Les procureurs affirment que l’échange cryptographique FTX, aujourd’hui disparu, a perdu plus de 400 millions de dollars en crypto en raison d’un piratage d’échange de carte SIM orchestré par trois individus.
L’échange de crypto FTX a perdu près d’un demi-milliard de dollars de crypto peu de temps après avoir déposé son bilan en raison d’une attaque par échange de carte SIM, a appris Bloomberg, citant un acte d’accusation déposé devant un tribunal fédéral de Washington par le ministère américain de la Justice.
Selon les procureurs, trois individus – Robert Powell, Emily Hernandez et Carter Rohn – ont participé à un réseau d’échange de cartes SIM ciblant FTX pendant deux ans. L’acte d’accusation allègue que le trio a collecté les données personnelles de nombreuses victimes, exploitant ces informations pour persuader les fournisseurs de téléphonie mobile de transférer les numéros de téléphone des victimes vers un appareil frauduleux sous leur contrôle. Par la suite, le groupe pourrait intercepter des messages texte, notamment des codes d’authentification multifactorielle.

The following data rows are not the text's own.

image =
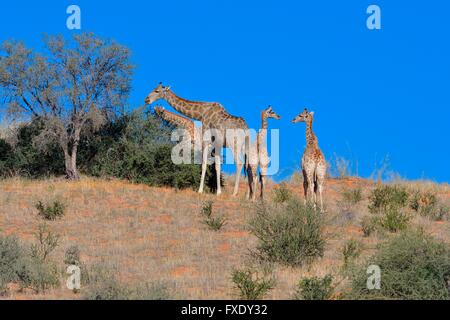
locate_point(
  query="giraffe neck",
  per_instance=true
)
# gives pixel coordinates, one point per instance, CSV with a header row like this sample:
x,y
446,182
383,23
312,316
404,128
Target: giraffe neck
x,y
264,124
179,122
190,109
311,140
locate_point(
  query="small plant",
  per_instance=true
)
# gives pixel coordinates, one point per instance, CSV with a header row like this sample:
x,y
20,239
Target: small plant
x,y
315,288
52,211
72,256
47,241
388,203
353,196
281,193
386,197
291,234
250,285
206,210
368,225
351,251
105,286
214,223
394,220
414,266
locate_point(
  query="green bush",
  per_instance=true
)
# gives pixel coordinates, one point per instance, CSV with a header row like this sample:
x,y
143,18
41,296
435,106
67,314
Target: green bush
x,y
368,225
214,223
51,211
387,197
291,234
393,220
281,194
353,196
250,285
414,266
11,254
351,251
105,286
30,269
314,288
388,203
427,205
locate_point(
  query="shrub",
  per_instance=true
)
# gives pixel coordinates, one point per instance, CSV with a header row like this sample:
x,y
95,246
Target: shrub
x,y
250,285
427,205
388,202
351,251
290,235
281,194
51,211
314,288
47,241
353,196
105,286
214,223
387,197
414,266
11,253
393,220
423,202
368,225
72,256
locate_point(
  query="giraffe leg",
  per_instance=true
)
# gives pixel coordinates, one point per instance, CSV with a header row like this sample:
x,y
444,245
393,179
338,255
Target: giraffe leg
x,y
254,182
204,164
305,185
321,176
217,159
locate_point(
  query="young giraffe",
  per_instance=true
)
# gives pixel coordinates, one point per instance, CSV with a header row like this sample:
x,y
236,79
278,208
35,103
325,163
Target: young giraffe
x,y
213,116
313,162
259,155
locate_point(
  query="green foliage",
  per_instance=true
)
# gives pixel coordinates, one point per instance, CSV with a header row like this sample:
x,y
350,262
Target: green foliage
x,y
11,253
281,194
414,266
427,205
393,220
352,196
351,250
388,203
291,234
314,288
250,285
46,242
214,223
72,256
30,269
51,211
105,286
25,159
387,197
368,225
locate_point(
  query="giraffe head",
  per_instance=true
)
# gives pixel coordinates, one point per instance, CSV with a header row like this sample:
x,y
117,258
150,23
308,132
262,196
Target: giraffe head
x,y
269,113
158,93
159,110
305,116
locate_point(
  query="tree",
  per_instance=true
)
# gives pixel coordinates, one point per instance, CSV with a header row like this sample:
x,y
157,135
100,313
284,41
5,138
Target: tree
x,y
73,87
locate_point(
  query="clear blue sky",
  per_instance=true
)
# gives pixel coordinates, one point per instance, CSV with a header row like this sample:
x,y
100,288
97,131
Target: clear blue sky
x,y
374,93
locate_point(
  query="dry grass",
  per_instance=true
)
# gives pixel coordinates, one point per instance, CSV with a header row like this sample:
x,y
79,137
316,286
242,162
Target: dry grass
x,y
156,234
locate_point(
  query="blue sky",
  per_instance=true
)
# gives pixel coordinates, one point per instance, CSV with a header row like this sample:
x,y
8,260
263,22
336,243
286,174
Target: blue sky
x,y
374,93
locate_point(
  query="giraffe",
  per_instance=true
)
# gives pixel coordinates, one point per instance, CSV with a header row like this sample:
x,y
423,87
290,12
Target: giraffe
x,y
180,122
313,162
258,155
214,117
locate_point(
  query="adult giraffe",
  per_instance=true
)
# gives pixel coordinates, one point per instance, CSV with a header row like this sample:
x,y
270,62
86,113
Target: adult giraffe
x,y
215,118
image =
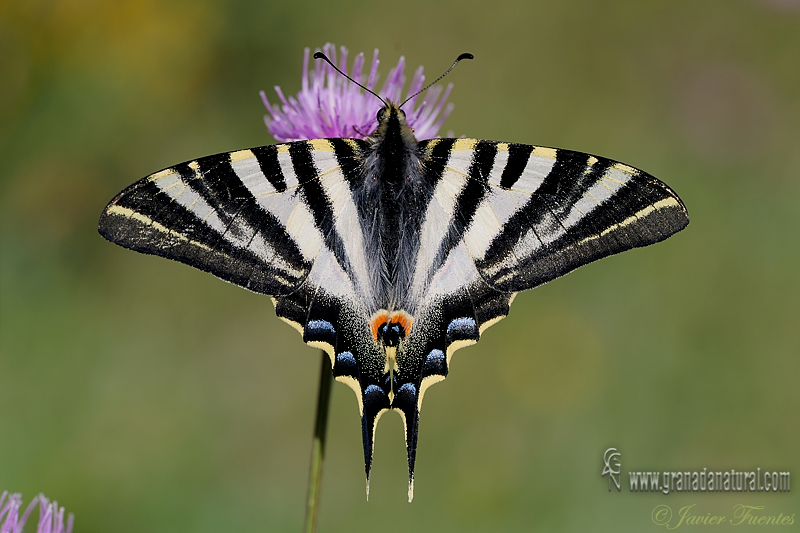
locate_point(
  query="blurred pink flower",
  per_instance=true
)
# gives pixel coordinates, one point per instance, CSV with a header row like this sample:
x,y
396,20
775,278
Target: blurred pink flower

Bien que l’acte d’accusation ne nomme pas explicitement FTX, des sources proches du dossier ont confirmé que la « société victime-1 » dans les documents judiciaires faisait effectivement référence au célèbre échange cryptographique. Les procureurs précisent que le 11 novembre 2022, Emily Hernandez a utilisé une fausse pièce d’identité contenant les détails d’un employé de FTX pour convaincre AT&T de transférer le compte de téléphone mobile vers une autre carte SIM.

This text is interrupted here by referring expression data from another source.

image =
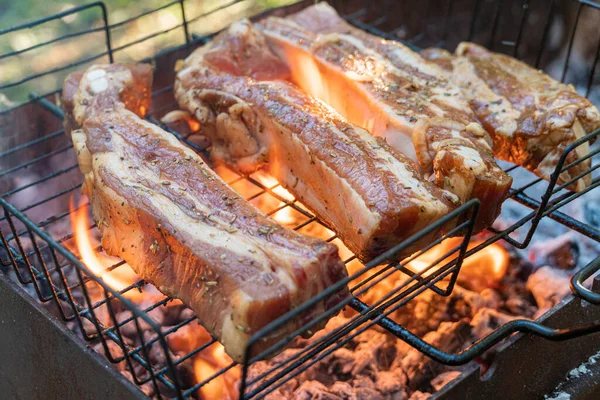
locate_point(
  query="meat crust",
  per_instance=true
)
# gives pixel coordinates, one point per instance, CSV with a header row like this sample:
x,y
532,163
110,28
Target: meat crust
x,y
392,92
163,210
531,117
371,195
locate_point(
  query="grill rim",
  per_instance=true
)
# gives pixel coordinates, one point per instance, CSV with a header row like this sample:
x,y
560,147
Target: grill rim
x,y
547,207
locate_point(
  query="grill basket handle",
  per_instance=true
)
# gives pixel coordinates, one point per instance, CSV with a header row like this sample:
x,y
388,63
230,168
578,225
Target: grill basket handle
x,y
581,276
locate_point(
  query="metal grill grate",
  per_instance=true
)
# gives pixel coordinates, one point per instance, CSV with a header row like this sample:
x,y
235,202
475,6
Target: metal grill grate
x,y
39,249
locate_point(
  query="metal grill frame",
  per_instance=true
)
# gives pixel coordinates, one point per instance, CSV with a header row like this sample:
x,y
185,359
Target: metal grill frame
x,y
44,265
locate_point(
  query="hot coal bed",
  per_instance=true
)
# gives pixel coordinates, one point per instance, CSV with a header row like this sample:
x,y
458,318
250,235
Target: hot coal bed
x,y
443,324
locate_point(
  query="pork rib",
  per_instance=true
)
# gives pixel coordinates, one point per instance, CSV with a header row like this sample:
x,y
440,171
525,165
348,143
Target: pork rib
x,y
531,117
408,102
371,195
163,210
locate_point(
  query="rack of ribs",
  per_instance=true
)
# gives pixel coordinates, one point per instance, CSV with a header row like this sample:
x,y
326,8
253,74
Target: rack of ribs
x,y
531,117
163,210
404,98
370,194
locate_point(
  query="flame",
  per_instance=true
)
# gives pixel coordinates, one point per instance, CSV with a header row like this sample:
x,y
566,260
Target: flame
x,y
485,268
206,365
180,115
98,262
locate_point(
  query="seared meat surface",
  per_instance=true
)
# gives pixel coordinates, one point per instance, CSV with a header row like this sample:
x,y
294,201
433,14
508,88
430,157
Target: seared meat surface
x,y
370,194
531,117
394,93
163,210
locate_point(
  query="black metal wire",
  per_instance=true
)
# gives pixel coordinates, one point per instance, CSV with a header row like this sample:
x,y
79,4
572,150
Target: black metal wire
x,y
40,274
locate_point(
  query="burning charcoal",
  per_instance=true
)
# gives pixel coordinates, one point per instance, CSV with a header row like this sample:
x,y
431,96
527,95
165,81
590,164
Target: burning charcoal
x,y
343,390
368,394
199,140
488,320
491,298
425,312
115,352
389,382
147,387
312,390
548,286
420,369
444,378
519,306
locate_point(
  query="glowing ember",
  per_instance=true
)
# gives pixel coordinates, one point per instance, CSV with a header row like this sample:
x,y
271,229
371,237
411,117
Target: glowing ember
x,y
99,262
206,365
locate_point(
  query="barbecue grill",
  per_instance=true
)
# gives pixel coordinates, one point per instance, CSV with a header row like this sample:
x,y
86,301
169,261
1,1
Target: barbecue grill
x,y
34,241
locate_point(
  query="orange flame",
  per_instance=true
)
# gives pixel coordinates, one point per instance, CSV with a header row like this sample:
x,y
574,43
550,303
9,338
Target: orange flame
x,y
99,262
485,268
207,364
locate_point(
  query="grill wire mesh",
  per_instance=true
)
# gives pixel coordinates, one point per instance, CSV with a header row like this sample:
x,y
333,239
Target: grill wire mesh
x,y
39,250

Robert Powell, également connu sous les pseudonymes en ligne « R$ » et « ElSwapo1 », a ensuite tenté divers codes d’authentification pour accéder aux portefeuilles de crypto-monnaie de FTX. Le trio fait face à des accusations liées à la fraude et au vol d’identité.

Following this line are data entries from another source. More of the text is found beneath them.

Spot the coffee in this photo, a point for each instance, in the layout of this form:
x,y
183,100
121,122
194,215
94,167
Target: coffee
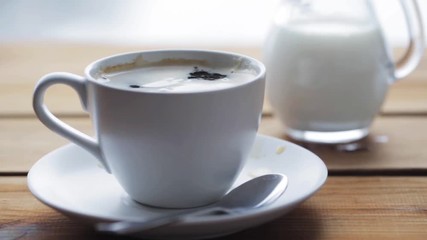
x,y
175,77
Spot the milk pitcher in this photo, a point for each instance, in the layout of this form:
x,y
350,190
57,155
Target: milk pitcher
x,y
329,67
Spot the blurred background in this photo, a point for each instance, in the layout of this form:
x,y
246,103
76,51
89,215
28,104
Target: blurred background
x,y
172,23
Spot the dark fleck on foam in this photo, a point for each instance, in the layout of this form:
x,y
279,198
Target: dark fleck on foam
x,y
205,75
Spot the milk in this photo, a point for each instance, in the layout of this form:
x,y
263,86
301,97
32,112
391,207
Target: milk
x,y
327,75
175,78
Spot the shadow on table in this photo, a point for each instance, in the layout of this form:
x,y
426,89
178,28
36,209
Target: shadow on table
x,y
301,223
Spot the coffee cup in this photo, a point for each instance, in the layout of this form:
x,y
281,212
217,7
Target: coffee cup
x,y
174,127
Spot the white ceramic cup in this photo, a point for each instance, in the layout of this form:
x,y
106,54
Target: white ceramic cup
x,y
174,150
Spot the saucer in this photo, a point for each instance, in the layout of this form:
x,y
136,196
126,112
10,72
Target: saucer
x,y
71,181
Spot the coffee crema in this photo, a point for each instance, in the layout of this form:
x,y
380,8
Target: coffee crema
x,y
176,78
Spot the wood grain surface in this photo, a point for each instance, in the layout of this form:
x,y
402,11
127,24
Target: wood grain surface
x,y
376,192
345,208
22,65
396,143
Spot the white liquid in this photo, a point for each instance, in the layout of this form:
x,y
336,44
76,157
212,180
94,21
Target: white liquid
x,y
174,78
327,76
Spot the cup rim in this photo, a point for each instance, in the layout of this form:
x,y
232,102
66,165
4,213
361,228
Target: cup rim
x,y
260,73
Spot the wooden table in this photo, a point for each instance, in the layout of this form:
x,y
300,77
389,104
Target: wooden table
x,y
378,192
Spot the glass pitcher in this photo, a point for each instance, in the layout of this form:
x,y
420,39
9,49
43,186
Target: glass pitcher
x,y
329,67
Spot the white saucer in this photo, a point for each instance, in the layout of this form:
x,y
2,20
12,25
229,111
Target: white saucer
x,y
71,181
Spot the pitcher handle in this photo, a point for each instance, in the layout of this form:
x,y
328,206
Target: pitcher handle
x,y
415,50
53,123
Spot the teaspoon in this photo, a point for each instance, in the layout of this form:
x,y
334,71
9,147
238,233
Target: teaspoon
x,y
250,195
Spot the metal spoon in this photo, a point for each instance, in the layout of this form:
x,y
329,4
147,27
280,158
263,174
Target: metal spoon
x,y
252,194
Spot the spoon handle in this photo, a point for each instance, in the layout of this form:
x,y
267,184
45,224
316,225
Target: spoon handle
x,y
129,227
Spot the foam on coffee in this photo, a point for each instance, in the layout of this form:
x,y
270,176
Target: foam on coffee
x,y
175,76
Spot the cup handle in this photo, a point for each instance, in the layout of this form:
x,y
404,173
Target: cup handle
x,y
415,50
78,83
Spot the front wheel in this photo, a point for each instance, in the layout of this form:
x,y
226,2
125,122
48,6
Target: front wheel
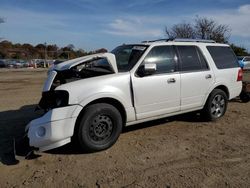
x,y
99,127
215,106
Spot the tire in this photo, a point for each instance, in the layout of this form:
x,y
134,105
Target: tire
x,y
99,127
215,106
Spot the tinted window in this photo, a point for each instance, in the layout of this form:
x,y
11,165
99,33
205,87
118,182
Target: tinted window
x,y
223,57
127,56
163,57
247,59
191,59
204,65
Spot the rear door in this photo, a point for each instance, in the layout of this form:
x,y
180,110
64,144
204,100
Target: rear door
x,y
159,93
196,77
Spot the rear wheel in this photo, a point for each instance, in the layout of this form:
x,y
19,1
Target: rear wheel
x,y
99,127
215,106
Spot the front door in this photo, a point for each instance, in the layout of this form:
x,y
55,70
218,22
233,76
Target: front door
x,y
158,93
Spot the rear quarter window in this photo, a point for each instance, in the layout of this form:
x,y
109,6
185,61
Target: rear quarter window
x,y
223,57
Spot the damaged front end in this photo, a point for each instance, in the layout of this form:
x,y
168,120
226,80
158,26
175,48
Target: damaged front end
x,y
56,127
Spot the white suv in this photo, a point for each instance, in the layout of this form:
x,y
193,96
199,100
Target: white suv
x,y
92,98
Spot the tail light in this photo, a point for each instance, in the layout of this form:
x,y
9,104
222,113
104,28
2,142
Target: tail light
x,y
240,75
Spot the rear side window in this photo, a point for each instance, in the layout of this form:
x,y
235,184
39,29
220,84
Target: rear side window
x,y
163,57
223,57
191,59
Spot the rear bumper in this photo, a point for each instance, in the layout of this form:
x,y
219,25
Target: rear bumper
x,y
52,130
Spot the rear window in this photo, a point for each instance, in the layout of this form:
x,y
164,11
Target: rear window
x,y
223,57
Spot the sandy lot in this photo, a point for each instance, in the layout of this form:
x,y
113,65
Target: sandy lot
x,y
181,151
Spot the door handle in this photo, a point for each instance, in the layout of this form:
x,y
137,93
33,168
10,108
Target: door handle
x,y
171,80
208,76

FTX a fait la une des journaux en novembre 2022 lorsqu’elle a déposé son bilan (chapitre 11), révélant un déficit de 8 milliards de dollars dans les comptes de la bourse, aboutissant à sa déclaration formelle de faillite. Son fondateur, Sam Bankman-Fried, risque désormais une peine d’emprisonnement pouvant aller jusqu’à 100 ans pour plusieurs chefs d’accusation.